魔力を喪った賢者の娘は、とある帝国公爵の呪いを解いてあげたのです……が? ~傾く領地を立て直したら、彼が私に傾いてきた~
(お前は……自分を犠牲にしてまで、誰にも手を差し伸べることができなかった俺のことを救おうとしてくれたんだな……)

 息がしづらそうに見えたシルウィーの顔に掛かる黒髪を、俺はそっとどける。すると、こちらの気配を感じたかのようにうっすらと頬が緩んだ。

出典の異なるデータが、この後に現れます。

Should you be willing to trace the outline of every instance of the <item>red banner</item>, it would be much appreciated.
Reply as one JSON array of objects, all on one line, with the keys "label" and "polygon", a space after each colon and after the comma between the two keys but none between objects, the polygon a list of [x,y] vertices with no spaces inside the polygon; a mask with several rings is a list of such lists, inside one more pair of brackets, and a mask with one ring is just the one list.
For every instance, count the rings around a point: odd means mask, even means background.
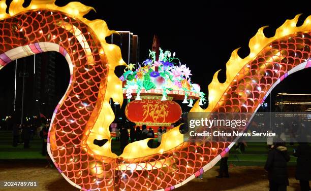
[{"label": "red banner", "polygon": [[137,125],[167,126],[180,118],[181,108],[173,101],[143,99],[131,101],[125,112],[129,120]]}]

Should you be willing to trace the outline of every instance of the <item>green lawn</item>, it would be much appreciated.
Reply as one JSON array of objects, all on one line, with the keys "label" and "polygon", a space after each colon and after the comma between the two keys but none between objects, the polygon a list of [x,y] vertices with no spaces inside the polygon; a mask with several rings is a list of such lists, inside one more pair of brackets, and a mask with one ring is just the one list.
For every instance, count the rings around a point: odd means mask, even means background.
[{"label": "green lawn", "polygon": [[[0,131],[0,160],[10,159],[45,159],[42,156],[41,150],[42,140],[35,137],[30,141],[30,147],[24,149],[22,144],[14,147],[12,145],[12,137],[11,131]],[[157,141],[154,141],[155,146]],[[268,149],[265,143],[248,143],[245,147],[245,151],[240,154],[233,147],[230,152],[228,164],[237,166],[263,166],[267,159]],[[120,143],[112,140],[112,150],[116,154],[120,155]],[[290,155],[292,155],[293,146],[288,146]],[[295,165],[296,158],[293,156],[289,163],[290,166]]]}]

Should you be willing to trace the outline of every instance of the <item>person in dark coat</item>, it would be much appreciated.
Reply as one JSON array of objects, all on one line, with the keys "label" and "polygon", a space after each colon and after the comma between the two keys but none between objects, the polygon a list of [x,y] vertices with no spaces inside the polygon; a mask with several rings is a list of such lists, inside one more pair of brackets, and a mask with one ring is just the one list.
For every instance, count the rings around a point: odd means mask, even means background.
[{"label": "person in dark coat", "polygon": [[148,137],[148,129],[147,129],[147,126],[146,125],[142,125],[141,129],[141,140],[145,139]]},{"label": "person in dark coat", "polygon": [[133,142],[135,140],[135,129],[132,126],[130,128],[130,137],[131,138],[131,142]]},{"label": "person in dark coat", "polygon": [[141,130],[140,130],[140,127],[139,127],[139,126],[137,126],[136,127],[136,131],[135,131],[135,139],[136,139],[136,141],[142,140],[141,136]]},{"label": "person in dark coat", "polygon": [[122,152],[123,152],[124,148],[129,144],[129,137],[128,129],[124,127],[122,127],[120,130],[120,146]]},{"label": "person in dark coat", "polygon": [[14,147],[17,146],[18,143],[18,139],[19,138],[19,133],[18,129],[18,125],[16,124],[13,124],[13,143]]},{"label": "person in dark coat", "polygon": [[40,136],[42,139],[42,156],[45,156],[47,154],[47,138],[49,133],[49,124],[46,124],[40,132]]},{"label": "person in dark coat", "polygon": [[150,148],[153,147],[153,138],[154,138],[154,132],[151,127],[149,128],[149,131],[148,131],[148,134],[147,138],[152,138],[148,141],[148,146]]},{"label": "person in dark coat", "polygon": [[29,148],[29,142],[30,138],[30,125],[25,126],[23,131],[24,132],[24,148]]},{"label": "person in dark coat", "polygon": [[299,142],[293,155],[297,158],[296,179],[299,180],[300,190],[311,190],[311,146],[307,142]]},{"label": "person in dark coat", "polygon": [[286,191],[289,185],[287,162],[290,156],[285,143],[280,139],[275,140],[269,151],[265,170],[268,171],[270,191]]}]

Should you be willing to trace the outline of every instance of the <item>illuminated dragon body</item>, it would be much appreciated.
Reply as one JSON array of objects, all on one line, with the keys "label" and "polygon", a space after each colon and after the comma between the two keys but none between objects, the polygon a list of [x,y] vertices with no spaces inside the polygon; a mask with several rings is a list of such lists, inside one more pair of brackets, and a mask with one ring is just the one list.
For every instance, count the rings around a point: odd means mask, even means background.
[{"label": "illuminated dragon body", "polygon": [[[0,1],[0,69],[43,52],[57,51],[66,58],[70,82],[54,111],[48,151],[70,183],[83,190],[169,190],[208,170],[229,151],[233,142],[184,142],[177,127],[163,135],[157,148],[144,140],[129,144],[120,156],[112,153],[109,101],[122,102],[114,70],[125,65],[119,48],[105,42],[113,31],[104,21],[83,17],[91,8],[76,2],[59,7],[54,2],[33,0],[23,8],[22,1],[13,0],[8,14]],[[260,28],[246,58],[233,51],[226,81],[220,83],[216,72],[208,87],[208,108],[196,103],[191,111],[255,113],[276,84],[311,67],[311,17],[299,27],[298,19],[287,20],[270,38]],[[104,139],[102,146],[94,144]]]}]

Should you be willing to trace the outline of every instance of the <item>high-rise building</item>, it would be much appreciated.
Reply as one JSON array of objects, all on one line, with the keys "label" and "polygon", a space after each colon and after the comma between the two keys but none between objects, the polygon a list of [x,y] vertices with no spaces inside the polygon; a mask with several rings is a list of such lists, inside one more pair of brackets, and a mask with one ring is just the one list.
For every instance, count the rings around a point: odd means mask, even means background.
[{"label": "high-rise building", "polygon": [[[49,52],[14,60],[5,68],[9,71],[6,87],[0,94],[2,117],[12,116],[16,123],[43,114],[52,116],[55,100],[55,52]],[[5,71],[7,70],[8,71]]]},{"label": "high-rise building", "polygon": [[137,64],[139,57],[138,36],[130,31],[117,31],[107,38],[107,42],[117,45],[121,49],[122,58],[127,64]]},{"label": "high-rise building", "polygon": [[311,94],[278,93],[275,105],[278,111],[308,111],[311,108]]}]

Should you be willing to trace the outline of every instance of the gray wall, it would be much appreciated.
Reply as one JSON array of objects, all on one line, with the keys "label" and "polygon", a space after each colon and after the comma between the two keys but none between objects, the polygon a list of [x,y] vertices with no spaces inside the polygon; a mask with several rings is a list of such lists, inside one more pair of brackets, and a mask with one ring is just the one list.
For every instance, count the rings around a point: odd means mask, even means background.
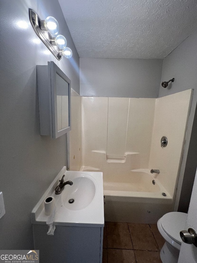
[{"label": "gray wall", "polygon": [[[58,0],[2,0],[0,112],[0,191],[6,214],[0,219],[0,249],[34,247],[31,212],[52,181],[66,164],[66,136],[39,134],[36,67],[53,60],[79,93],[79,58]],[[28,8],[40,17],[54,17],[72,58],[59,61],[39,40]],[[22,29],[18,23],[26,22]]]},{"label": "gray wall", "polygon": [[82,96],[157,98],[162,60],[80,58]]},{"label": "gray wall", "polygon": [[166,88],[160,85],[159,93],[159,97],[161,97],[194,89],[175,207],[175,210],[178,208],[179,211],[185,212],[187,212],[197,166],[197,51],[196,30],[164,59],[161,83],[173,77],[175,80]]}]

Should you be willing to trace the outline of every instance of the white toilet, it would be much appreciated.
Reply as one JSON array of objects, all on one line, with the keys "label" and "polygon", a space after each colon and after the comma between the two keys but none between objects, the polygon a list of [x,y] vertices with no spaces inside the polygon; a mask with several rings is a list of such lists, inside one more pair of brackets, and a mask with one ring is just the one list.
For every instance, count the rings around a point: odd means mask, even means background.
[{"label": "white toilet", "polygon": [[157,227],[166,242],[160,252],[163,263],[177,263],[182,241],[180,231],[185,229],[187,214],[171,212],[158,220]]}]

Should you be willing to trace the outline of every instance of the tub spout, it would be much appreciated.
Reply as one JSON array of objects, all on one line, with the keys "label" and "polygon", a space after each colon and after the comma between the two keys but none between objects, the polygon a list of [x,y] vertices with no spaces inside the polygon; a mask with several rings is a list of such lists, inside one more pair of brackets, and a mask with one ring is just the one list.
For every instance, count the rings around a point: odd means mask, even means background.
[{"label": "tub spout", "polygon": [[153,169],[151,169],[151,174],[155,173],[155,174],[159,174],[160,172],[159,170],[153,170]]}]

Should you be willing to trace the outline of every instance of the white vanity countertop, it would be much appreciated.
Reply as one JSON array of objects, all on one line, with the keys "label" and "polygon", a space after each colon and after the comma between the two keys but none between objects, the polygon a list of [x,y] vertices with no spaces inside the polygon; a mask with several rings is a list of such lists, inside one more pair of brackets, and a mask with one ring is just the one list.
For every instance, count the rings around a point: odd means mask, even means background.
[{"label": "white vanity countertop", "polygon": [[[104,227],[103,173],[67,171],[66,168],[65,166],[63,167],[33,209],[31,212],[32,224],[46,224],[48,216],[45,214],[44,201],[47,197],[52,196],[55,199],[56,206],[54,225]],[[66,185],[61,194],[56,195],[55,189],[64,175],[65,182],[73,181],[73,184],[72,186]],[[89,182],[91,183],[90,186]],[[77,193],[79,192],[80,198],[77,200],[77,195],[79,194]],[[76,200],[74,196],[77,196]],[[70,204],[68,200],[72,198],[75,199],[75,203]],[[83,204],[91,199],[90,203],[85,204],[84,206],[86,206],[83,208]],[[86,203],[88,203],[88,202]]]}]

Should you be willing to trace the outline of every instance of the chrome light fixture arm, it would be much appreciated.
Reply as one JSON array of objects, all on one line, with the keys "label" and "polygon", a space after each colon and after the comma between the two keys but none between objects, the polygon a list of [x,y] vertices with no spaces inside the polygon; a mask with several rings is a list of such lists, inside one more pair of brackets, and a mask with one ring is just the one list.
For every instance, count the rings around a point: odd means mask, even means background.
[{"label": "chrome light fixture arm", "polygon": [[54,38],[51,36],[48,31],[46,29],[44,30],[43,23],[44,20],[41,19],[38,14],[30,9],[29,9],[29,15],[31,23],[37,35],[56,58],[60,60],[62,56],[59,53],[58,47],[54,45]]}]

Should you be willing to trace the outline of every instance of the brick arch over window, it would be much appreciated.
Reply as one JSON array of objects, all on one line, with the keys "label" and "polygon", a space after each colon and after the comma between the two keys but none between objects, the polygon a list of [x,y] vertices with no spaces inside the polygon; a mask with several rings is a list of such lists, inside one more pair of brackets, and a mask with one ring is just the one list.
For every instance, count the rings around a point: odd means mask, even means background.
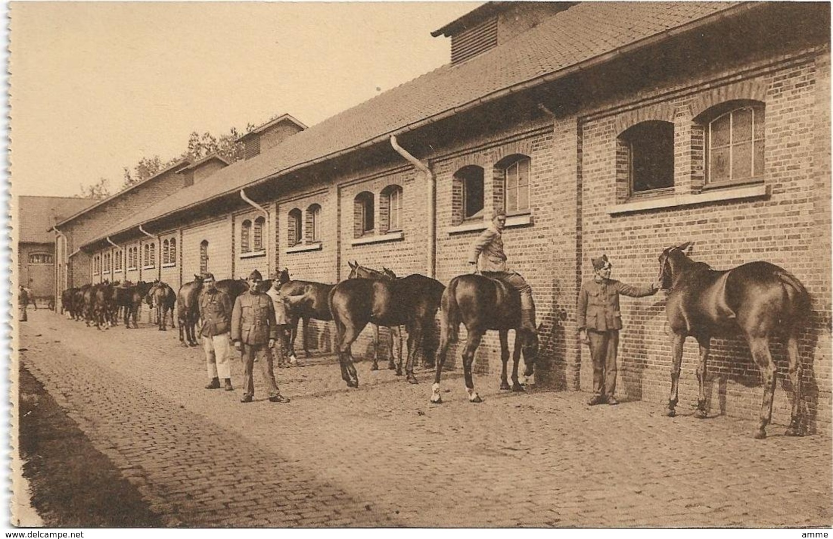
[{"label": "brick arch over window", "polygon": [[254,244],[254,251],[263,250],[263,225],[266,224],[266,217],[261,216],[255,219],[255,224],[252,227],[252,242]]},{"label": "brick arch over window", "polygon": [[696,116],[691,144],[702,150],[696,181],[707,186],[763,180],[766,122],[765,103],[751,99],[720,102]]},{"label": "brick arch over window", "polygon": [[691,116],[698,117],[708,109],[728,101],[766,102],[766,84],[762,81],[743,81],[704,92],[689,105]]},{"label": "brick arch over window", "polygon": [[353,237],[362,237],[376,230],[373,193],[363,191],[353,199]]},{"label": "brick arch over window", "polygon": [[307,242],[321,241],[321,204],[310,204],[307,208],[305,236]]},{"label": "brick arch over window", "polygon": [[250,251],[252,251],[252,221],[246,219],[240,223],[240,252]]},{"label": "brick arch over window", "polygon": [[379,196],[379,232],[387,234],[402,229],[402,187],[392,184]]},{"label": "brick arch over window", "polygon": [[522,213],[529,211],[532,159],[523,153],[507,155],[492,167],[492,209]]},{"label": "brick arch over window", "polygon": [[616,137],[616,197],[674,187],[674,123],[647,120]]},{"label": "brick arch over window", "polygon": [[302,218],[301,210],[298,208],[293,207],[289,211],[287,219],[287,247],[293,247],[301,242],[302,237],[301,236]]},{"label": "brick arch over window", "polygon": [[482,217],[485,205],[483,167],[466,165],[451,179],[451,223]]}]

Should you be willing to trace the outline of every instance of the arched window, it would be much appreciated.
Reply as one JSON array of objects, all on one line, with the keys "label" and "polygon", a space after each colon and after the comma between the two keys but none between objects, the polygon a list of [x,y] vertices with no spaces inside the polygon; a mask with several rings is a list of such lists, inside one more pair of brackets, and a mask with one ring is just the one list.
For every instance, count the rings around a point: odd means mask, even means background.
[{"label": "arched window", "polygon": [[376,228],[374,222],[373,193],[364,191],[353,200],[353,236],[361,237],[372,234]]},{"label": "arched window", "polygon": [[252,235],[252,222],[248,219],[243,221],[240,225],[240,252],[249,252],[252,251],[252,245],[249,238]]},{"label": "arched window", "polygon": [[662,120],[637,123],[616,139],[617,181],[631,195],[674,187],[674,124]]},{"label": "arched window", "polygon": [[763,178],[763,103],[728,102],[704,112],[701,122],[706,138],[707,183],[743,183]]},{"label": "arched window", "polygon": [[302,237],[301,236],[301,210],[293,207],[289,211],[287,222],[287,242],[289,247],[293,247],[301,242],[301,238]]},{"label": "arched window", "polygon": [[451,213],[454,224],[483,216],[483,167],[467,165],[454,173]]},{"label": "arched window", "polygon": [[307,242],[321,241],[321,206],[310,204],[307,208]]},{"label": "arched window", "polygon": [[503,209],[510,214],[529,210],[531,170],[531,160],[520,153],[507,156],[495,165],[495,184],[503,187]]},{"label": "arched window", "polygon": [[389,185],[382,190],[379,197],[379,220],[382,233],[402,229],[402,188],[398,185]]},{"label": "arched window", "polygon": [[254,250],[262,251],[263,250],[263,225],[266,224],[266,217],[261,216],[255,219],[255,226],[252,229],[252,237],[254,239]]},{"label": "arched window", "polygon": [[200,273],[208,272],[208,240],[200,242]]},{"label": "arched window", "polygon": [[32,252],[29,255],[30,264],[51,264],[52,256],[48,252]]}]

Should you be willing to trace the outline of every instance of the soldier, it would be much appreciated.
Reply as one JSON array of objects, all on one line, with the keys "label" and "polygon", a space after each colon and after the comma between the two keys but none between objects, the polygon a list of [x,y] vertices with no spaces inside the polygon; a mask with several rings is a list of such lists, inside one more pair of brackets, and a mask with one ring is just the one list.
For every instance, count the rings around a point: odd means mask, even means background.
[{"label": "soldier", "polygon": [[254,368],[257,356],[263,375],[263,382],[269,392],[271,402],[289,402],[289,399],[281,395],[275,383],[272,370],[272,356],[268,348],[275,346],[277,326],[275,324],[275,307],[272,298],[261,292],[258,288],[262,277],[255,270],[249,274],[249,291],[237,296],[232,312],[232,339],[234,347],[241,352],[243,362],[243,397],[241,402],[251,402],[255,394]]},{"label": "soldier", "polygon": [[[521,294],[521,327],[519,329],[535,333],[535,302],[532,301],[532,287],[516,272],[511,272],[506,265],[506,255],[503,252],[503,229],[506,227],[506,213],[503,210],[495,212],[489,227],[471,244],[468,262],[480,267],[481,272],[487,277],[497,279]],[[479,261],[479,263],[478,263]]]},{"label": "soldier", "polygon": [[226,292],[217,290],[214,275],[202,275],[203,292],[200,294],[199,308],[202,327],[202,349],[206,352],[206,365],[211,382],[206,389],[219,389],[220,378],[226,391],[232,387],[232,369],[228,358],[232,356],[229,332],[232,326],[232,301]]},{"label": "soldier", "polygon": [[616,352],[619,330],[622,327],[619,294],[643,297],[656,293],[659,286],[631,287],[611,278],[613,265],[607,255],[593,258],[593,278],[581,284],[578,293],[579,339],[590,345],[593,357],[593,397],[587,402],[619,404],[614,397],[616,389]]}]

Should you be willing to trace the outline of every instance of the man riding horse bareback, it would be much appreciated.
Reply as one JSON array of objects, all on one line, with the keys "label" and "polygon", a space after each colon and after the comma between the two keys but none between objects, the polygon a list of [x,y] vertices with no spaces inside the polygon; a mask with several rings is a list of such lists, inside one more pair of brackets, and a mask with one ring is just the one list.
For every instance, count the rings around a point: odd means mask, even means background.
[{"label": "man riding horse bareback", "polygon": [[502,234],[506,227],[506,212],[496,211],[491,224],[471,244],[468,263],[480,269],[484,277],[496,279],[521,294],[521,325],[518,329],[535,333],[536,330],[532,287],[517,272],[509,271],[506,255],[503,252]]}]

 どうしてこんな奇跡が訪れてくれたのか、俺にもよく分からない。でも、確かなのは……。

(俺はこいつを幸せにしてやらなきゃならない。誰よりも……)

 領地も、家族も、この命も……俺にとって大切なものは全部こいつが救ってくれた。なら、俺は……彼女に今までを忘れさせるくらいの幸福を、与えてやらなければならない。それが、不可能を成し遂げたシルウィーへの、当然の対価だ。

 だからこそ、俺は離しがたくなっていたこの指を、苦労して引き戻す。
 俺は、こいつをあらゆるしがらみから、解放してやりたい。面倒な貴族社会や酷薄な父親……そして、俺自身のことすら。彼女を取り巻くすべての不都合から遠ざけ……穏やかで幸せな暮らしを満喫させてやりたい。
 自由な土地で、こいつのことを一番に想ってやれるやつと、一緒に――。